The clearest thing I remember was not wanting to be unwrapped when it was over. It has brought me to a new insight about myself. I have always wanted to be protected, cared for, nurtured and yes, mothered.
I have not liked being out in the big, bad world without life skills, social skills or safety net. I have not liked doing battle with my mind and emotions, the old negative tapes that play unbidden, and realities that reached out and slapped me up-side the head whenever the mood struck.
Growing up didn’t happen to me, just growing older. Born to a mother who bragged about never having to hold her babies, in a family where nurture had no meaning and the sister-mamas were needed elsewhere and left the farm, and me, as soon as earthly possible, I likened childhood to being hatched and set out to pasture. But most animals nurture their young.

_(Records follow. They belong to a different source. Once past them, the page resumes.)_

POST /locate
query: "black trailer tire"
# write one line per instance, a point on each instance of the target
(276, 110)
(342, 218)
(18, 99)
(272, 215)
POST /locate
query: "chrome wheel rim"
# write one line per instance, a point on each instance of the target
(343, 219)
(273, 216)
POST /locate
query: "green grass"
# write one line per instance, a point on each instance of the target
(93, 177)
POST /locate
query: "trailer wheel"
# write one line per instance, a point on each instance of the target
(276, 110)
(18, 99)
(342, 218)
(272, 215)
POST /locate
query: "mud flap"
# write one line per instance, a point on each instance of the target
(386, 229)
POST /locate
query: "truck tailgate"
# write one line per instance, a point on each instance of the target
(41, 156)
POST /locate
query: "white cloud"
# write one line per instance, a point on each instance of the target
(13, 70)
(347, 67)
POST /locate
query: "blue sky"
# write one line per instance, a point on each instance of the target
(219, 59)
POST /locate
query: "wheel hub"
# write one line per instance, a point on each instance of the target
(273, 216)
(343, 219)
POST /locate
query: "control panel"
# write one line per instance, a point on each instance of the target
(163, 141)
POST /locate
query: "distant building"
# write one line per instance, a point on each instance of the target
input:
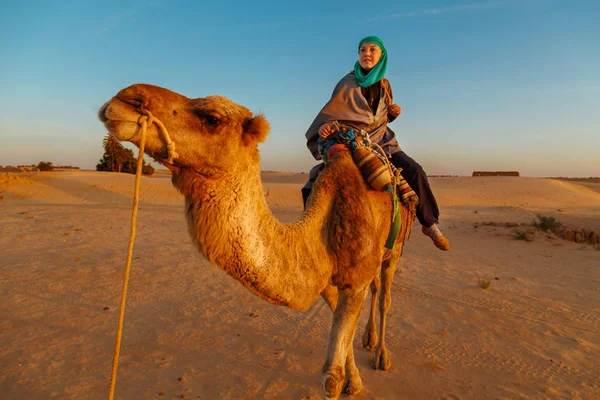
(495, 173)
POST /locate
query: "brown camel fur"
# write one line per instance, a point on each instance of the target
(335, 250)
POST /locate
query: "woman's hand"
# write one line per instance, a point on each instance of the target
(395, 110)
(325, 130)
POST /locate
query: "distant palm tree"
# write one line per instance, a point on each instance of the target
(115, 151)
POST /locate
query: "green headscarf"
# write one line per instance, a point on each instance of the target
(378, 71)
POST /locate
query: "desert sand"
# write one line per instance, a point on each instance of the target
(193, 332)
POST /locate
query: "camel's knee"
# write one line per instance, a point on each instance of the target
(375, 284)
(333, 381)
(385, 302)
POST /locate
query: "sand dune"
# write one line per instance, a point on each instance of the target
(191, 330)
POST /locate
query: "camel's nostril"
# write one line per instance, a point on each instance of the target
(101, 113)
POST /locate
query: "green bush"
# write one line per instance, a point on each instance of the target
(546, 223)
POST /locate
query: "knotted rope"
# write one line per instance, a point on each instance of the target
(145, 120)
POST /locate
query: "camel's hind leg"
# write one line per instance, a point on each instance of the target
(339, 351)
(388, 269)
(369, 339)
(353, 383)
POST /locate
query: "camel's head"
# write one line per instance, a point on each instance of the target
(211, 134)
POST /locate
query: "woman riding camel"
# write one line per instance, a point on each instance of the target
(363, 100)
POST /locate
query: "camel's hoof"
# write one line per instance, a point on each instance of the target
(353, 386)
(369, 339)
(382, 360)
(333, 379)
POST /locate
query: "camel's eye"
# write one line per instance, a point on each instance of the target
(212, 120)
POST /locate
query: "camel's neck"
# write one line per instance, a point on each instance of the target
(230, 222)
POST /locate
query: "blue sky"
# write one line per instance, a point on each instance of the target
(483, 85)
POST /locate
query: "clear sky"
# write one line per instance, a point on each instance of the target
(483, 85)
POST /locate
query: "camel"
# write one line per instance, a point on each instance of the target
(335, 250)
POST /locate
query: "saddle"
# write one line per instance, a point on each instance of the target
(375, 168)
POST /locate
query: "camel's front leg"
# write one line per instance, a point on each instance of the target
(345, 318)
(388, 269)
(353, 384)
(369, 340)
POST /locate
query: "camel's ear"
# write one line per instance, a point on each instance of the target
(255, 130)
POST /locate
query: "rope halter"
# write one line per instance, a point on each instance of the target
(146, 119)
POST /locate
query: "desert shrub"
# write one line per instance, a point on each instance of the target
(546, 223)
(483, 283)
(45, 166)
(522, 236)
(147, 169)
(117, 158)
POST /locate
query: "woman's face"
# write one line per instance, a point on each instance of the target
(369, 55)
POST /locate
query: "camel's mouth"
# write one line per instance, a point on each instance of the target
(120, 117)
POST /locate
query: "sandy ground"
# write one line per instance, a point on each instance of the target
(193, 332)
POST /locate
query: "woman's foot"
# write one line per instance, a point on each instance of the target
(436, 235)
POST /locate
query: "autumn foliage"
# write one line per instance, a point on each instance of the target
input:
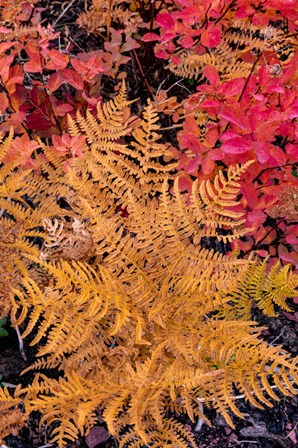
(222, 74)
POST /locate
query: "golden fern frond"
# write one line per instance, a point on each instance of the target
(111, 122)
(71, 408)
(268, 287)
(239, 38)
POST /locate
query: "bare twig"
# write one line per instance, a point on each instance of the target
(21, 343)
(63, 12)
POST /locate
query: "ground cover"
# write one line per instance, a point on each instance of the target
(222, 77)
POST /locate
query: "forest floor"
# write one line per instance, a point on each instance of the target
(270, 428)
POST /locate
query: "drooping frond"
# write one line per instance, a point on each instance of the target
(268, 288)
(104, 266)
(238, 39)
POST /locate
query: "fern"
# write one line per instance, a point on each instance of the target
(136, 315)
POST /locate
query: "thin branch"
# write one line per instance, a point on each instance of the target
(62, 13)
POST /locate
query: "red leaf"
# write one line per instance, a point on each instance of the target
(165, 20)
(38, 122)
(187, 42)
(4, 103)
(150, 37)
(285, 255)
(233, 87)
(208, 165)
(237, 145)
(97, 435)
(58, 61)
(262, 151)
(211, 37)
(250, 194)
(234, 114)
(184, 184)
(73, 78)
(212, 75)
(54, 81)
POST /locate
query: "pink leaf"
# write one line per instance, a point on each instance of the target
(212, 75)
(150, 37)
(97, 435)
(237, 145)
(187, 42)
(262, 150)
(233, 87)
(54, 81)
(73, 78)
(165, 20)
(234, 114)
(210, 38)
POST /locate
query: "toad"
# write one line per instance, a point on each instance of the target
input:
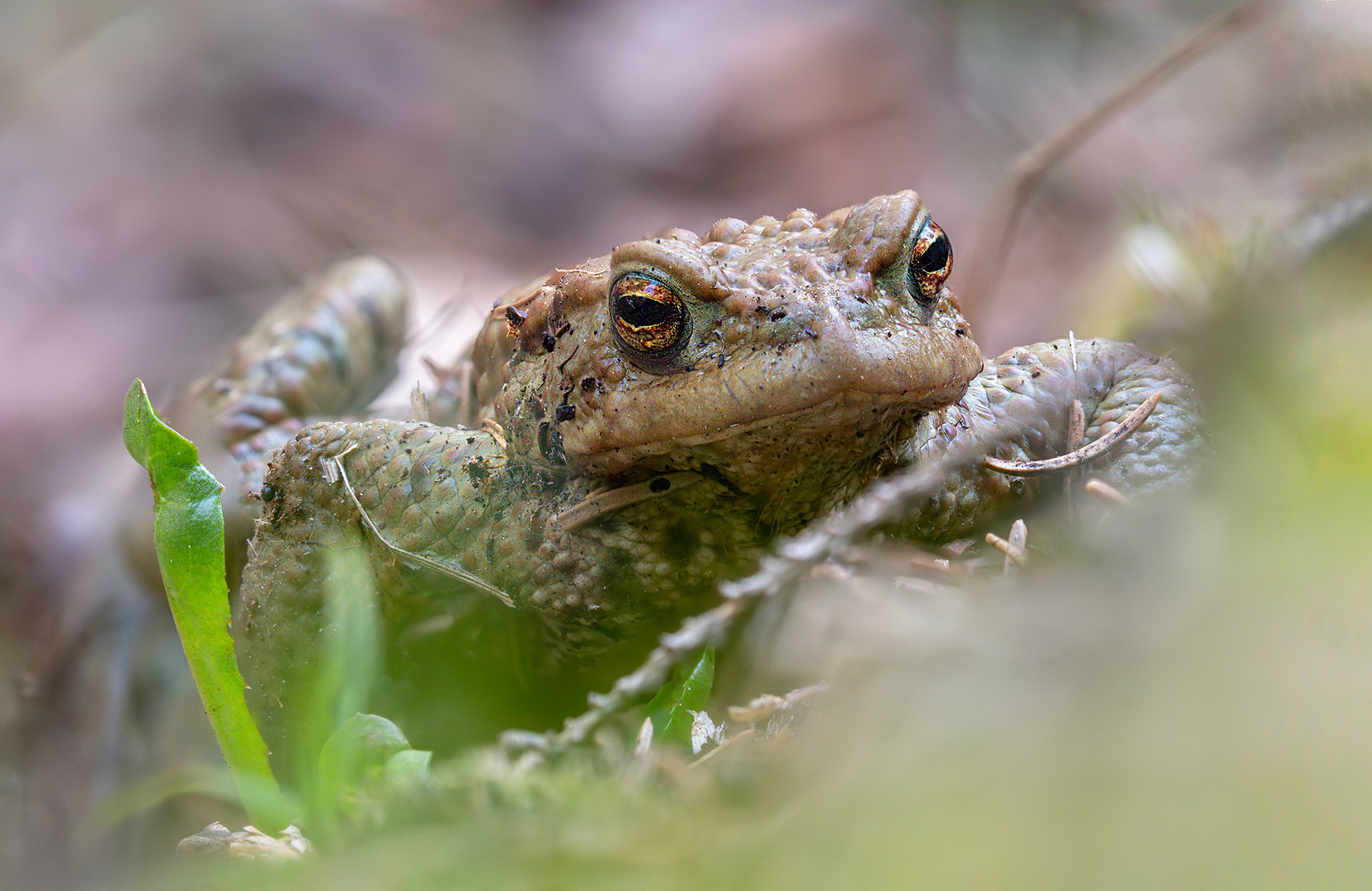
(639, 427)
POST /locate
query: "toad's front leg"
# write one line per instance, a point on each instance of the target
(431, 511)
(1021, 405)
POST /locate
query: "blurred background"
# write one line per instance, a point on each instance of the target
(167, 169)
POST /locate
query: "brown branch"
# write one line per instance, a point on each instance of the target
(1030, 167)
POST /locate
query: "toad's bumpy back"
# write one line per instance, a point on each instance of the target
(1020, 405)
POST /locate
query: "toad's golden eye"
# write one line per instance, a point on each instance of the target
(931, 262)
(651, 318)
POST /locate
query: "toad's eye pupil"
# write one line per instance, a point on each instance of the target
(639, 310)
(651, 318)
(931, 262)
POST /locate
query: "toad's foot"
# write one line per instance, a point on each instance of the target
(1021, 404)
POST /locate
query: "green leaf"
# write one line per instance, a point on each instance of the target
(408, 772)
(188, 533)
(346, 742)
(687, 691)
(360, 743)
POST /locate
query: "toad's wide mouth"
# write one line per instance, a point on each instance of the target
(912, 364)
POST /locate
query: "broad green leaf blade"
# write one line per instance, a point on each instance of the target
(190, 540)
(687, 691)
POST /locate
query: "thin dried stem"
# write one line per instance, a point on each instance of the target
(1080, 456)
(1030, 169)
(883, 502)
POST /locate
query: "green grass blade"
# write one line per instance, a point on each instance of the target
(686, 692)
(190, 541)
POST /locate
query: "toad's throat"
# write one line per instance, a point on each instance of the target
(917, 367)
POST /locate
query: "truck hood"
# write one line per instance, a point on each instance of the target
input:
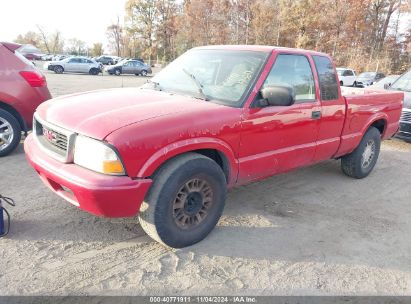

Of course there was incest, domestic abuse, the cold war between my parents, all of which had to be coped with, navigated through and never spoken of. I do not know when I would have learned positive life skills to carry into the big wide world. What I carried with me the day I left home was a sack of coping skills that were limited to surviving childhood and the sureness that the outside world was somehow kinder than my family home. There was Leave It to Beaver, My Three Sons, and Father Knows Best out in the real world after all.
It has taken many decades for me to admit my toolbox was empty. It has taken decades to admit I have never known how to fill it up. It has taken decades to admit to never knowing what I never knew and that I am in need of a good overhaul in my thinking, but lying there all swaddled in blankets in the operating room I got a better feeling of where to begin. I begin at the beginning.